As your business develops, it is likely there will come a time you need additional external finance to help you expand. It may be important to ensure your investors receive the relevant tax incentives to enable suitable investment.
Outside of taking commercial loans from banks, third party investors can be vital to help future investment. Attracting investors is not always easy, especially with the associated higher risk with ‘start-up’ businesses. The UK’s Enterprise Investment Scheme (EIS) and Seed Enterprise Investment Scheme (SEIS) help to encourage third-party individuals to invest in a new company.
What are the EIS and SEIS?
These regimes are designed to help smaller, riskier trading companies to find investors. The EIS allows a UK individual investor to obtain Income Tax relief on newly subscribed shares in a qualifying company, along with the opportunity to defer Capital Gains Tax (CGT) due on the disposal of other investments:
- Income Tax Relief – Tax relief of up to 30% on investments up to £1 million per tax year (an additional £1 million if companies are Knowledge-Intensive Companies (KICs))
- CGT Deferral Relief – Payment of CGT can be deferred on gains from other investments, up to the value of EIS investment
- CGT Disposal Relief – Gains from EIS not liable to CGT if shares have been held, and remain qualifying, for at least three years
- Loss Relief – If the EIS shares are disposed of at a loss, the loss (less income tax relief claimed) can be set against their income in that year, or the previous year
- Business Property Relief (BPR) – EIS shares should qualify for Inheritance Tax relief through BPR if held for at least two years.
The SEIS is similar to the EIS but is aimed at even smaller companies (those in the very early stages of their start-up). The SEIS offers slightly enhanced benefits to the investor to reflect the higher risk:
- Income Tax Relief – Tax relief of up to 50% on investments up to £200,000 per tax year (maximum £100,000 before 6 April 2023)
- CGT Reinvestment Relief – gains from other investments can be exempt from CGT up to 50% of the value invested into the SEIS
- CGT Disposal Relief – Gains from SEIS not liable to CGT if shares have been held, and remain qualifying, for at least three years
- Loss Relief – If the SEIS shares are disposed of at a loss, the loss (less income tax relief claimed) can be set against their income in that year, or the previous year
- BPR – SEIS shares should qualify for Inheritance Tax relief through BPR if held for at least two years.

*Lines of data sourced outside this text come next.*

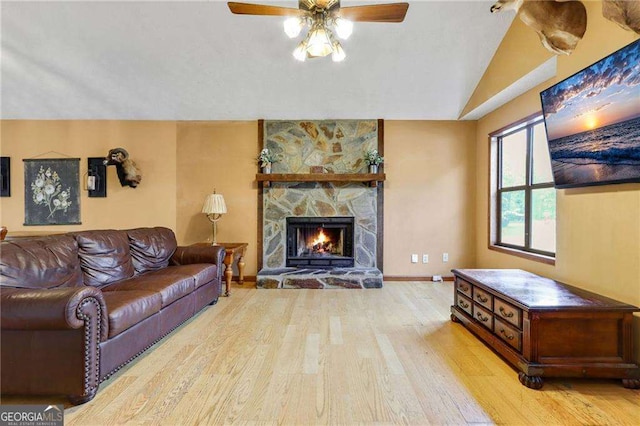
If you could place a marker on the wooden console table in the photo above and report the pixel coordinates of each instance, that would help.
(545, 328)
(233, 252)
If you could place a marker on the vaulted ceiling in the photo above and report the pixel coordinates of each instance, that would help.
(187, 60)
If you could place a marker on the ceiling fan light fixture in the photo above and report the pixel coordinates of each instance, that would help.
(293, 26)
(343, 28)
(319, 42)
(300, 52)
(338, 54)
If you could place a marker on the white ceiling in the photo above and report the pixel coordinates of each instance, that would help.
(188, 60)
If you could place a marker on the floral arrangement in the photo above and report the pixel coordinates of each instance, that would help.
(47, 190)
(265, 158)
(373, 158)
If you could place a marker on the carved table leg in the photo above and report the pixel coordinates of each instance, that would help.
(241, 267)
(532, 382)
(631, 383)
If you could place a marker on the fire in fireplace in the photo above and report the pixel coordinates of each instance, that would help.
(320, 241)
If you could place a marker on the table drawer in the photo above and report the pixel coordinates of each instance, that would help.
(507, 312)
(464, 287)
(509, 334)
(465, 304)
(483, 316)
(482, 297)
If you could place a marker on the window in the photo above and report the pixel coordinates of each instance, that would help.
(523, 204)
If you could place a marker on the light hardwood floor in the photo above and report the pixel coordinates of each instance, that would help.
(387, 356)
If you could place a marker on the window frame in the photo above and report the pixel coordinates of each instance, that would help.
(496, 190)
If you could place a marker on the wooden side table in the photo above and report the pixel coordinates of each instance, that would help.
(233, 252)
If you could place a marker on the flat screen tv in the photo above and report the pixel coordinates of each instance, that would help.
(593, 122)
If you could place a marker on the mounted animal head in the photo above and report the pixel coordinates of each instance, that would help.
(560, 25)
(128, 172)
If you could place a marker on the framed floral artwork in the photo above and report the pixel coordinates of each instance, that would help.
(52, 191)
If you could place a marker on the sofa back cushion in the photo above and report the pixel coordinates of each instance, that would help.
(46, 262)
(104, 256)
(151, 248)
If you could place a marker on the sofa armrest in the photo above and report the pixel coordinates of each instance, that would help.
(53, 309)
(186, 255)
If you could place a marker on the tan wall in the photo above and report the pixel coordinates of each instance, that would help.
(508, 64)
(150, 144)
(429, 198)
(598, 228)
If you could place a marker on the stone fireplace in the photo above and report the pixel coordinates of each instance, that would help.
(349, 213)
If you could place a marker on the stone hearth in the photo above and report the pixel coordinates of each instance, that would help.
(336, 146)
(320, 278)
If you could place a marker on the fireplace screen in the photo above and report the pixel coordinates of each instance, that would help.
(320, 241)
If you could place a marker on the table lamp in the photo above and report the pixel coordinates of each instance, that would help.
(214, 207)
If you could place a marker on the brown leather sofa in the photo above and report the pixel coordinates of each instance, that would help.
(75, 308)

These reliefs can make investments into EIS and SEIS very appealing for investors and can aid a company in raising external finance from individuals.

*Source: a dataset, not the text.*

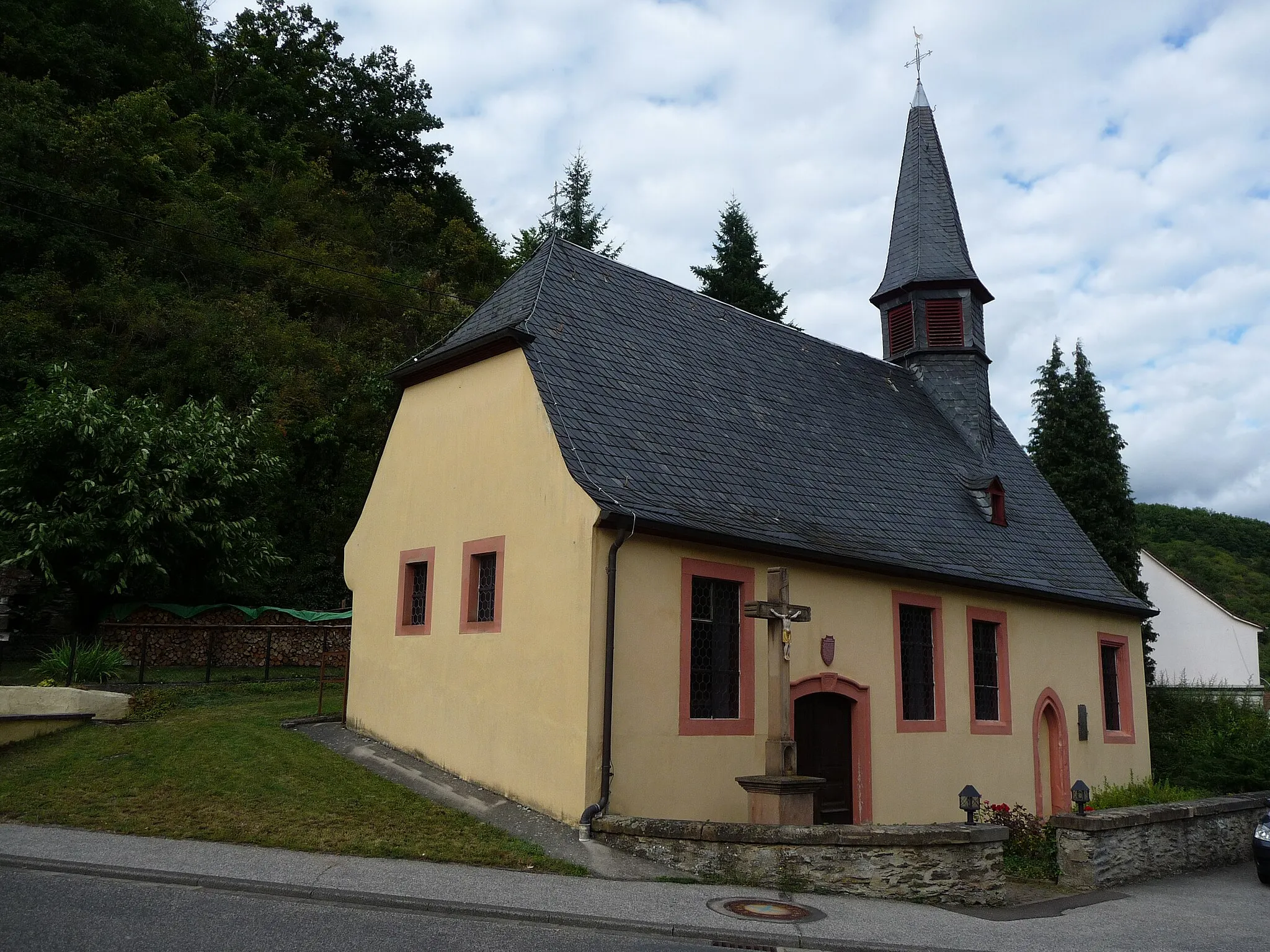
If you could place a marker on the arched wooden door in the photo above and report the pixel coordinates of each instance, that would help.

Does your company qualify for EIS and SEIS?
There are a number of requirements that need to be met by companies, and continue to qualify for three years, to qualify for EIS or SEIS. These include:
- It must be an unquoted (although some AIM companies qualify) trading company or holding company of a trading group, which isn’t controlled by another company
- Trading activities carried on by the company/group must not substantively (more than 20%) include ‘excluded activities’. Excluded activities include banking, certain financial activities, property development and farming, among others
- Companies must be within the first seven years of trading to qualify for EIS relief, and within three years (two years before 6 April 2023) of trading to qualify for SEIS relief. HMRC restricts the use of SEIS if EIS has already been used to receive investment
- The company or group must not have gross assets of more than £15m or more than 250 employees before issuing shares and must not have £16m of gross assets after the issue of shares, for the shares to qualify for EIS relief
- For SEIS, the company’s gross assets limit is £350,000 (£200,000 before 6 April 2023) and the company must have no more than 25 employees for the shares to qualify for SEIS relief
- The maximum a company can raise through EIS each year is £5 million (£10 million if KICs), and £12 million in the company’s lifetime (£20 million if KICs)

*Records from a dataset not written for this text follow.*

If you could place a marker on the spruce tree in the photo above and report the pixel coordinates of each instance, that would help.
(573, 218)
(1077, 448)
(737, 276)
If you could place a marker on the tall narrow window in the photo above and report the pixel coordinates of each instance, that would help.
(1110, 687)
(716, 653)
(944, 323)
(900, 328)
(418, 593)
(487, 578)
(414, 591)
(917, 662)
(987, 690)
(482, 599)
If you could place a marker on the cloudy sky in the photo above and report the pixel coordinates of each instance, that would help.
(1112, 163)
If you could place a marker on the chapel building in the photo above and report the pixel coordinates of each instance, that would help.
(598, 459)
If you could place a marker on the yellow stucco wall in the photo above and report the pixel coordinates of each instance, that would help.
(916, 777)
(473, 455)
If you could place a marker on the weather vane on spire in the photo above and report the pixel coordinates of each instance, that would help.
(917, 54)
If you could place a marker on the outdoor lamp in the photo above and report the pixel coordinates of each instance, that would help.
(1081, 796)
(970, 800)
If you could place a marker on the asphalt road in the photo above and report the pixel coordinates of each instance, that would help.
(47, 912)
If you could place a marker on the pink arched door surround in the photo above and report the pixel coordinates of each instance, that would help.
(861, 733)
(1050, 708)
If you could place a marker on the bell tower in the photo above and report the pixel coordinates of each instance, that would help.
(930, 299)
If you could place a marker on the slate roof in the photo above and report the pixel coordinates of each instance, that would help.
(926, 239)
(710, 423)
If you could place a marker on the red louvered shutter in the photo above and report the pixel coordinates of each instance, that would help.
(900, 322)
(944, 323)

- Through SEIS the maximum that can be raised is £250,000 (150,000 prior to 6 April 2023).
What about the investor?
For EIS and SEIS, the investors must be individuals:
- Who are not employees or directors of the company (for SEIS the investor can be a director if certain conditions met)
- Who do not have more than a 30% stake in the company, in terms of shareholding, voting rights, and certain other economic tests
- Who do not have any linked loans to the company investing into.
What are the rules on the raised investment?
Funds received via EIS subscribed shares must be used in the company’s trade within two years of being issued. For SEIS funds, this is within three years or two years if there is an existing qualifying trade (there can also be other conditions).
Companies must ask for prior approval from HMRC to implement the schemes. They can apply for advance assurance, before the investment, to reassure potential investors that the company meets the qualifying conditions for EIS/SEIS relief.